Range-based 6-DoF Monte Carlo SLAM with Gradient-guided Particle Filter on GPU
Nakao, Takumi, Koide, Kenji, Takanose, Aoki, Oishi, Shuji, Yokozuka, Masashi, Date, Hisashi
-- This paper presents range-based 6-DoF Monte Carlo SLAM with a gradient-guided particle update strategy. While non-parametric state estimation methods, such as particle filters, are robust in situations with high ambiguity, they are known to be unsuitable for high-dimensional problems due to the curse of dimensionality. T o address this issue, we propose a particle update strategy that improves the sampling efficiency by using the gradient information of the likelihood function to guide particles toward its mode. Additionally, we introduce a keyframe-based map representation that represents the global map as a set of past frames (i.e., keyframes) to mitigate memory consumption. The keyframe poses for each particle are corrected using a simple loop closure method to maintain trajectory consistency. The combination of gradient information and keyframe-based map representation significantly enhances sampling efficiency and reduces memory usage compared to traditional RBPF approaches.

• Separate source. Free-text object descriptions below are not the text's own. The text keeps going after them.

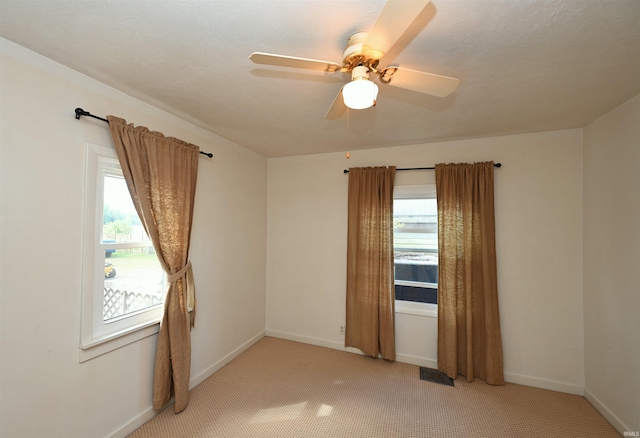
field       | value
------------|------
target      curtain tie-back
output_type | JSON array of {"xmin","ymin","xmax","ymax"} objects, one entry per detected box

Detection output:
[
  {"xmin": 167, "ymin": 261, "xmax": 196, "ymax": 318},
  {"xmin": 168, "ymin": 261, "xmax": 192, "ymax": 283}
]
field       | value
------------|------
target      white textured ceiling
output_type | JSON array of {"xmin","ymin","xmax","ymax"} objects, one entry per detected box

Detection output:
[{"xmin": 1, "ymin": 0, "xmax": 639, "ymax": 157}]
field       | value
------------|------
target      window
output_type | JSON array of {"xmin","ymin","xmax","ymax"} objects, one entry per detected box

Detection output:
[
  {"xmin": 393, "ymin": 185, "xmax": 438, "ymax": 311},
  {"xmin": 80, "ymin": 143, "xmax": 165, "ymax": 360}
]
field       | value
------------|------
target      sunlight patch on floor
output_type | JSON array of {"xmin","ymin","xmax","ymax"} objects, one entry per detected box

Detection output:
[
  {"xmin": 316, "ymin": 404, "xmax": 333, "ymax": 417},
  {"xmin": 249, "ymin": 402, "xmax": 308, "ymax": 424}
]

T o process a large number of particles (e.g., 100,000 particles) in real-time, the proposed framework is designed to fully exploit GPU parallel processing. Experimental results demonstrate that the proposed method exhibits extreme robustness to state ambiguity and can even deal with kidnapping situations, such as when the sensor moves to different floors via an elevator, with minimal heuristics.